Gallup's final poll among Republican voters shows him at 42 percent -- the lowest ever for a Republican nominee at this point (Gallup's final polls are when the nomination race is decided, which is usually Feb.-Mar.-Spril):
The only major party nominee to ever wrap it up with less support in his own party was George McGovern in 1972. How did he do?
The only other major party candidate under 50 percent in his own party was Jimmy Carter in 1980. That one is amazing since he was a sitting President. His 48 percent popularity among Democrats foreshadowed his general election loss to Reagan.
Not saying Romney can't win, but he's got a tough haul.
And Carter was still very much in that race until almost the end. There was only one debate between Carter and Reagan in 1980, and it took place the week before the election. Up until that time, polls had it more or less a dead heat (and some even had Carter with a slight lead), but with a decent chunk of undecideds. That was the famous debate of "There you go again" and "Are you better off now than you were four years ago?" Most of the undecideds broke to Reagan, and it was game over.
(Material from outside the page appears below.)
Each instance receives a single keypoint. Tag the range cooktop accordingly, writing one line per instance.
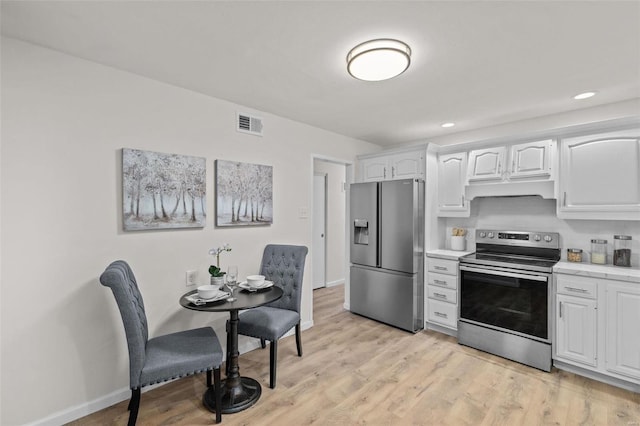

Back to Romney -- Fox also had a poll out yesterday that covers the same time frame (Apr. 9-11) and seems to confirm Gallup's findings. Romney is in the 40s (though a few points higher than Gallup, 46 to 42), and the collective group of Santorum, Gingrich and Paul combine for 44%, same as the Gallup poll.
Romney -- 46
Paul -- 16
Santorum -- 15
Gingrich -- 13
Someone else -- 2
Too soon to say -- 4
Unsure -- 4
Still teaches Sunday school in Plains when he is in town. But you have to want to get there; Plains is a long way from anywhere.
Eat Mor Jonny.
But No. 1 on my list is John Quincy Adams, a one-term failure in the White House, who returned to the House of Representatives as a congressman and was in the firefront of leading resistance to slavery. He accomplished more in his final years than he ever did as President.